Non, ce n'est pas une photo ratée. C'est le colmatage du four au torchis sous une pluie diluvienne, dans un nuage d'embruns et de fumée...
 L'humidité est tout à fait bénéfique à ce type de cuissons, mais on n'en demandait pas tant! Qu'il n'y ait pas eu d'infiltrations d'eau dans la charge de céramiques m'étonnera toujours! 
Le four, ou au moins sa charge ayant pu être conservée au sec, on ne peut pas en dire autant des rares volontaires qui ont participé à cette clôture de cuisson. On ne vos décrira pas la stupeur des visiteurs qui, réfugiés dans le musée nous ont vu y rentrer, complétement détrempés, crépis de torchis et plus ou moins noircis de suie.. Une troupe de Néandertaliens mouillés et plus ou moins hagards débarquant au pas de charge n'aurait assurément pas fait plus d'effet! 

 Le lendemain, les bêtes sont séchées, les toitures remontées et on peut se prépareer au sec à l'ouverture du four. Comme toujours dans ces cuissons réductices, on commence par régager le foyer de ses charbons, et comme toujours dans un nuage de fumée et de poussière...

Au vu de la quantité qui s'y consumait encore, on peut tout de suite présager que la fournée sera réussie.

La couche de torchis et de cendres est enlevée, et les premières pièces apparaissent, bien noicies comme prévu. 

Grises sous l'effet du saupoudrage de cendres, ces pièces sont en fait parfaitement noircies par l'enfumage.

C'est la fin d'une belle aventure et les sourires sont de mise: Circé, étudiante à l'Univcersité de Neuchâtel et Guillaume Reich, doctorant travaillant à une thèse sur l'armement du second âge du fer retrouvé sur le site de La Tène.
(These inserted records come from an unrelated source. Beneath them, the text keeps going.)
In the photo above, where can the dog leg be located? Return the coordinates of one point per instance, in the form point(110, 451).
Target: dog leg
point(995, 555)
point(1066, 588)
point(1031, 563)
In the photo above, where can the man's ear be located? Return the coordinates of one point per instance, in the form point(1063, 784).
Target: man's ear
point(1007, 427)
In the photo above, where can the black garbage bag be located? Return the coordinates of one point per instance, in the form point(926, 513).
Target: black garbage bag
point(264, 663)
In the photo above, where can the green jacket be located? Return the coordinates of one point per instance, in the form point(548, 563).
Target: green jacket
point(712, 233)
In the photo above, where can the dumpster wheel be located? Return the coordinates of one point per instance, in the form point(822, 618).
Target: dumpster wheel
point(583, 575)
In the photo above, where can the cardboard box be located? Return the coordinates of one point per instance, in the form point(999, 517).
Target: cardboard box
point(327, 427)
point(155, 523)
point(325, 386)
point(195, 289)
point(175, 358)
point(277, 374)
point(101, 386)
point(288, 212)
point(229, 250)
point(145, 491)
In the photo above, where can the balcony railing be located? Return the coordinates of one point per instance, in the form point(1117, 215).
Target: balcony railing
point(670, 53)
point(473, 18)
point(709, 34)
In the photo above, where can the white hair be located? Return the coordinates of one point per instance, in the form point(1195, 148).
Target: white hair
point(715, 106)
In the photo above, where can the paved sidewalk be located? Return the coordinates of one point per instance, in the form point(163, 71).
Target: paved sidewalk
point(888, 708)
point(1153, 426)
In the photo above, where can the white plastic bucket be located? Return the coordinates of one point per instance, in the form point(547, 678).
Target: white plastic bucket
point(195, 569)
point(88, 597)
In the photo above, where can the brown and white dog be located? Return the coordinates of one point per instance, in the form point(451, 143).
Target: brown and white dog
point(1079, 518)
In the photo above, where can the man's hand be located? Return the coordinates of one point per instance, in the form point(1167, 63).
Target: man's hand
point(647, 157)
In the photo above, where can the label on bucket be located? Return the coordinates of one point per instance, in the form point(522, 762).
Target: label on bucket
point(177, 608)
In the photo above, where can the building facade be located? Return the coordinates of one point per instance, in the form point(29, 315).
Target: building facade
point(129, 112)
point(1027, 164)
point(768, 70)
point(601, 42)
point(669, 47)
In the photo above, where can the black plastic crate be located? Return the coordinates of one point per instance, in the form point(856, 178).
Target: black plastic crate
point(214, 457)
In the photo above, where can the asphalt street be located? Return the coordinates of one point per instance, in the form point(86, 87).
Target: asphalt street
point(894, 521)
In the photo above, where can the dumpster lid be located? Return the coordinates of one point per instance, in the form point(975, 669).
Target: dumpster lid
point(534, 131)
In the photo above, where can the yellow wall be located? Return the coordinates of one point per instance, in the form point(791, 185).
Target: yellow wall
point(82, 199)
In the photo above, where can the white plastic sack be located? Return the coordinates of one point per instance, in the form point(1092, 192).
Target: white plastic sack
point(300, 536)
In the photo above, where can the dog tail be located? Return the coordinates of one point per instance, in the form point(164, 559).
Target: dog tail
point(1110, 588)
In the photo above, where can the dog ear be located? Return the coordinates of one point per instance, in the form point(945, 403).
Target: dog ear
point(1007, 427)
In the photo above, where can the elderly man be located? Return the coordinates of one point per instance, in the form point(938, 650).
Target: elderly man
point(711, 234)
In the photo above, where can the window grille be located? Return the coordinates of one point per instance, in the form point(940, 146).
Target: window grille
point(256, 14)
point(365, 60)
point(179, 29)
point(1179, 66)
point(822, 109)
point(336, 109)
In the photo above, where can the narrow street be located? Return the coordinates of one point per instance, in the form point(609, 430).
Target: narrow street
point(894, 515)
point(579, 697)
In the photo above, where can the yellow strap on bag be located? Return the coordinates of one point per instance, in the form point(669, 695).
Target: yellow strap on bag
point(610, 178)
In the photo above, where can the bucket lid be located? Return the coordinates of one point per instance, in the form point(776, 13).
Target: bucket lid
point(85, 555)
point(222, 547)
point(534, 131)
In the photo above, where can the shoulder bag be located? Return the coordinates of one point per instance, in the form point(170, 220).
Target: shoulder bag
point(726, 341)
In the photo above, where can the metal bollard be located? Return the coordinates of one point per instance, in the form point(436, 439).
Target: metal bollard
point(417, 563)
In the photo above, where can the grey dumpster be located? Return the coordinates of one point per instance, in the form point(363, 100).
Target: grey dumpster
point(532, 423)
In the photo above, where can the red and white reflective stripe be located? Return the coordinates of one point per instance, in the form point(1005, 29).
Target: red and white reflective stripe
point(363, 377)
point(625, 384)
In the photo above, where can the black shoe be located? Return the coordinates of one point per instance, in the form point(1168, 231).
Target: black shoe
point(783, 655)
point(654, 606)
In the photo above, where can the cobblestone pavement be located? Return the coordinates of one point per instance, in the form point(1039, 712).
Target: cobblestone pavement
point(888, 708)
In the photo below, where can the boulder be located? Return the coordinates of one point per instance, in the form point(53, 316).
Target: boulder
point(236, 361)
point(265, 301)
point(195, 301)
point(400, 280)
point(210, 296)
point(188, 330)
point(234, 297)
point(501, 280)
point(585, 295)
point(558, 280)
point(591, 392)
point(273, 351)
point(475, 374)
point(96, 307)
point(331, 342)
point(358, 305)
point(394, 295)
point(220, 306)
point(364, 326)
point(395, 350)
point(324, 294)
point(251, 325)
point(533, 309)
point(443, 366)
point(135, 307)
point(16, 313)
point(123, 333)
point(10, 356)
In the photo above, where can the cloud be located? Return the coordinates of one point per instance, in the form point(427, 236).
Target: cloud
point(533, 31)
 Les céramiques réalisées pour cette fournée sont pour l'essentiel des répliques de productions locales. L'accent a été mis sur les pièces issues de fouilles de sites de la région des Trois Lacs. Le site de la Tène y est bien sûr représenté, mais aussi le "Pont des Sauges" à Cornaux, le site des Bourguignonnes à Marin. Quelques pièces d'Yverdon et Berne complètent le lot. Un joli florilège de céramiques helvètes!